Where you fall on that timescale may depend in part on what you eat. Breast cancer screening, by definition, does not prevent breast cancer.
About 1 in 8 U.S. women (12 percent) will develop invasive breast cancer in their lifetime. Fortunately, the incidence rates have been declining since 2000 because of reduced use of hormone replacement therapy. About 42,260 women are expected to die from breast cancer in 2019. There are 3.1 million women with history of breast cancer. About 5 to 10 percent of these cases can be linked to genetic mutations, whereas 85 percent of cases occur in those who don't have a family history of breast cancer.
According to American Institute of Cancer Research, 38 percent of breast cancer cases in the United States are preventable through improved diet and physical activity patterns, and by avoiding obesity. Based on autopsy studies, as many as 39 percent of women in their 40s already have breast cancers that may be too small to be picked up by mammograms.
Diet could change the course of those mutated abnormal cells that potentially may turn into cancer.
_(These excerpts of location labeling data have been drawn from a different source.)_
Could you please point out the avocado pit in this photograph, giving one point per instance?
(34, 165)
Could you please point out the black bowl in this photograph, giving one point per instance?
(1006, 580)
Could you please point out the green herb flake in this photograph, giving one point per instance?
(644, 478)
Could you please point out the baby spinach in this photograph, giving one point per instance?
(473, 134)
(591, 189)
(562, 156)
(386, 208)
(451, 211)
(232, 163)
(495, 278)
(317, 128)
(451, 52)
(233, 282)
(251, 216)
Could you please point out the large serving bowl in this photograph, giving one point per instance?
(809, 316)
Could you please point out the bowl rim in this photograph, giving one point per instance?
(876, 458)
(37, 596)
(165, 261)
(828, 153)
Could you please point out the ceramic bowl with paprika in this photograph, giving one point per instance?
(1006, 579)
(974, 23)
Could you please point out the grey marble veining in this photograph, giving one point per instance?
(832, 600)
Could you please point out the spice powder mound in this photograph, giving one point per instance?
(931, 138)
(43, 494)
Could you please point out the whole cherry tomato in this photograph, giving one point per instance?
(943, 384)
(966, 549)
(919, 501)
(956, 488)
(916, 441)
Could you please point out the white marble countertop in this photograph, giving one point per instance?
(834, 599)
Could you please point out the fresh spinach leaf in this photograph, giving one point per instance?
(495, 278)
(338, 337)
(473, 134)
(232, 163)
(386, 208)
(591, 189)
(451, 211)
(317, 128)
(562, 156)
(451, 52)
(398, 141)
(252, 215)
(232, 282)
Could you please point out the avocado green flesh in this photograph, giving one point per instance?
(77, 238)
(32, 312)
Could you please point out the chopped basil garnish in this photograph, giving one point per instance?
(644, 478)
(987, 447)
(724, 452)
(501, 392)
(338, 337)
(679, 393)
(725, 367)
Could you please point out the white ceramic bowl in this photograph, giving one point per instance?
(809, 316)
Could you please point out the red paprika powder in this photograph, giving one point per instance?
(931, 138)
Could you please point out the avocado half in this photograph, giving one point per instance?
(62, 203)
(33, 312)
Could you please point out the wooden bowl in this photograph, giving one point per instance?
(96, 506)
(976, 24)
Diet can have as powerful of a potential at preventing diseases as
drugs have for treating them.
The American Institute of Cancer Research has a list of food that fight cancer: apples, blueberries, broccoli and other cruciferous vegetables, carrots, cherries, cranberries, flaxseed, grapefruit, legumes (dry beans, peas and lentils), soy, squash, tea, walnuts, whole grains, berries, dark green leafy vegetables, garlic, tomatoes, grapes and grape juice.